Purpose: To evaluate the safety and efficacy of metronomic vinorelbine in combination with cisplatin as first-line treatment in patients with advanced non-small cell lung cancer (NSCLC).
Patients and methods: A total of 41 patients with inoperable stage IIIb or stage IV NSCLC (14 with adenocarcinomas, 19 with squamous cell carcinoma and eight with other types), PS = 0-2, were treated with cisplatin (80 mg/m(2)) in combination with oral metronomic vinorelbine (60 mg total dose, every other day) in cycles of 21 days.

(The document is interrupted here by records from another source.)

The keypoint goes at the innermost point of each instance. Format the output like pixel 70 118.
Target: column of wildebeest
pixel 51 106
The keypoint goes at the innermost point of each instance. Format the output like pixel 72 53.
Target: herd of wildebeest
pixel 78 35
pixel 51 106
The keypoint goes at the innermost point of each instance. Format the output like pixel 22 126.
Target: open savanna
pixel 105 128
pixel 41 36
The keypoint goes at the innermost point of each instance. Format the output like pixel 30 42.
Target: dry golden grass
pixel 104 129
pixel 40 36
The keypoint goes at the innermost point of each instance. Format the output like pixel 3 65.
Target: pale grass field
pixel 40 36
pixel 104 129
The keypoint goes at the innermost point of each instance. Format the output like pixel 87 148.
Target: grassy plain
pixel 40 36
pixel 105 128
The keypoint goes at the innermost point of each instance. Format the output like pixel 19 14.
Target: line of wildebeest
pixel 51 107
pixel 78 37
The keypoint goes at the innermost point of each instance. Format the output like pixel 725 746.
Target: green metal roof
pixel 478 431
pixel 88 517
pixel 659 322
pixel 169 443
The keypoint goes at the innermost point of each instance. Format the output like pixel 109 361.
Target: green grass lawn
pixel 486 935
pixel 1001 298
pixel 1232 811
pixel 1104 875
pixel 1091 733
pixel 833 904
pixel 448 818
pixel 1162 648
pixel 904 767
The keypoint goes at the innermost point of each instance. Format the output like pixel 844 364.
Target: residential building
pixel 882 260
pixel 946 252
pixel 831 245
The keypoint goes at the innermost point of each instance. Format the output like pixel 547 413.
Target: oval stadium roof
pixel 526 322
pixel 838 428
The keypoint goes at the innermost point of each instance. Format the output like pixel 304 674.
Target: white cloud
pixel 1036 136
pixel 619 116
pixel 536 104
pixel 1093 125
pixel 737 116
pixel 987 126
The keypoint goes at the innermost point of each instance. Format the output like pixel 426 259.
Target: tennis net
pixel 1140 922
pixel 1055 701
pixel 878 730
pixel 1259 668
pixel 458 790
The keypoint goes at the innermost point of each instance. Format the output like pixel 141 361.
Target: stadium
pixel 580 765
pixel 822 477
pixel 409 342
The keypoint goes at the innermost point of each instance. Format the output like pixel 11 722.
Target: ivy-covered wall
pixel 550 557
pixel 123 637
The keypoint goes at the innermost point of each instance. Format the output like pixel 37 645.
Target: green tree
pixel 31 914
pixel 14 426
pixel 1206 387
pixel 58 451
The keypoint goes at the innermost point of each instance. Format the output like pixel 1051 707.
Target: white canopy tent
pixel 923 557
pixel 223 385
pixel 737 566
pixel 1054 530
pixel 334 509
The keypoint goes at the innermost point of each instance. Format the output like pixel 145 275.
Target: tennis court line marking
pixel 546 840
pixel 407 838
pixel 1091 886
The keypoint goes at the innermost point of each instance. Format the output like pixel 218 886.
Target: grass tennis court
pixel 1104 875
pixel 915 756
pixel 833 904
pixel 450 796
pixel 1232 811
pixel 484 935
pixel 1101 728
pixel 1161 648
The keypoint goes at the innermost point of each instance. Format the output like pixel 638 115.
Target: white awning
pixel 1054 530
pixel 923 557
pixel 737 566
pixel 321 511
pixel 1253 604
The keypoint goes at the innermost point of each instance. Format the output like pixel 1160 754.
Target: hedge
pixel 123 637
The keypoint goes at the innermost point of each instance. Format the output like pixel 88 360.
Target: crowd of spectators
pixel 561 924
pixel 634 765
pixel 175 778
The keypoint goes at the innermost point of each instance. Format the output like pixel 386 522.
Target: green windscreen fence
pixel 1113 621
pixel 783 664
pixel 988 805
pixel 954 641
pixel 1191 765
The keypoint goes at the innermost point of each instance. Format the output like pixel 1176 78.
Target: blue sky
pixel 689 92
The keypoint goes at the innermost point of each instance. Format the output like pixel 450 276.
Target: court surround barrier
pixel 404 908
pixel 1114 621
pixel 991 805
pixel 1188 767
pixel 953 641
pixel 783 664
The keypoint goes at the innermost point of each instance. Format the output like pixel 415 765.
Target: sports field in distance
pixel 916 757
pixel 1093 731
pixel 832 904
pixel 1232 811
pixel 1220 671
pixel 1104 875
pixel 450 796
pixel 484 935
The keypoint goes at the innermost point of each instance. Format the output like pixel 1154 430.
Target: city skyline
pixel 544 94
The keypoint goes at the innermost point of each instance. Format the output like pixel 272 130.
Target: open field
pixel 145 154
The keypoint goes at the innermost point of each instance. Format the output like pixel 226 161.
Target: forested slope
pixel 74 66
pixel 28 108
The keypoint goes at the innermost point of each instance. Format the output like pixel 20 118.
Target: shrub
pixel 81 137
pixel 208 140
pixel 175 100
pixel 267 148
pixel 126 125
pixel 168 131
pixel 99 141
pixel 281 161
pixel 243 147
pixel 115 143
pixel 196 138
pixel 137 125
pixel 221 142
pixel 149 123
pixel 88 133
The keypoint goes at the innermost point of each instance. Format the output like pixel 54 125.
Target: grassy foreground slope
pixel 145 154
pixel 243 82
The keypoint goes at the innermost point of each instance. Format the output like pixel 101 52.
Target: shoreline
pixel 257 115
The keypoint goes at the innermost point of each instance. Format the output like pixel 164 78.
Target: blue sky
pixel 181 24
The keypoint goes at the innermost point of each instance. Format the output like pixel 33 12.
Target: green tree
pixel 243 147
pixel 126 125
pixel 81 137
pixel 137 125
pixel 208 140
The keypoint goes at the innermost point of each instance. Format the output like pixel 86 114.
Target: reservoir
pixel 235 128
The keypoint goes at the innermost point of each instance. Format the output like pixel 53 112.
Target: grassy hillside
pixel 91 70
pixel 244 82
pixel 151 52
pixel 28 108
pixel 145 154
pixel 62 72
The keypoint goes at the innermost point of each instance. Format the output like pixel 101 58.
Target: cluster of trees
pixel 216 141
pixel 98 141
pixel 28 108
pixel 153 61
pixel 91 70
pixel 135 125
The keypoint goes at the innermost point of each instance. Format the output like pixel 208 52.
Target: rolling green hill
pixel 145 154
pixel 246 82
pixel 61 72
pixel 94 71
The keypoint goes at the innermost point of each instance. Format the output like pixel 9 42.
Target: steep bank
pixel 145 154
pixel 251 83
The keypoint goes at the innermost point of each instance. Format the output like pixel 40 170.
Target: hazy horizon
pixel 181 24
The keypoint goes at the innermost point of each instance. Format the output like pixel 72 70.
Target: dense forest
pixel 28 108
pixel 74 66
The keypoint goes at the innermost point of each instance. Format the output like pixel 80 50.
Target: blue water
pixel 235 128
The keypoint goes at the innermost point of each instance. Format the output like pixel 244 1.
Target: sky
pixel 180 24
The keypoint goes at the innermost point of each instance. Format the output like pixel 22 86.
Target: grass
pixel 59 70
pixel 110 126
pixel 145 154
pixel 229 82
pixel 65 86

Results: A total of 35 patients who received at least one cycle of chemotherapy were evaluable for toxicity and response. Partial response was achieved in 13 patients (ORR 37.1%; CI 21.1-53.1%) and stable disease in 10 (28.6%). After a median follow-up period of 26.2 months (range 0.5-33.4 months), the median progression-free survival was 4.2 months and the median overall survival 12.0 months. The 1-year survival rate was 52.6%. Myelosuppression was the main adverse event with grade 3 and 4 neutropenia occurring in five (14.3%) and six (17.1%) patients, respectively. Three of these patients presented with febrile neutropenia and there was one death due to sepsis. Non-hematologic toxicities were mild.
Conclusion: Cisplatin in combination with metronomic vinorelbine is an active, although myelotoxic, therapeutic option in the first-line setting for the treatment of patients with locally advanced and metastatic non-small cell lung cancer, which merits further evaluation in randomized trials.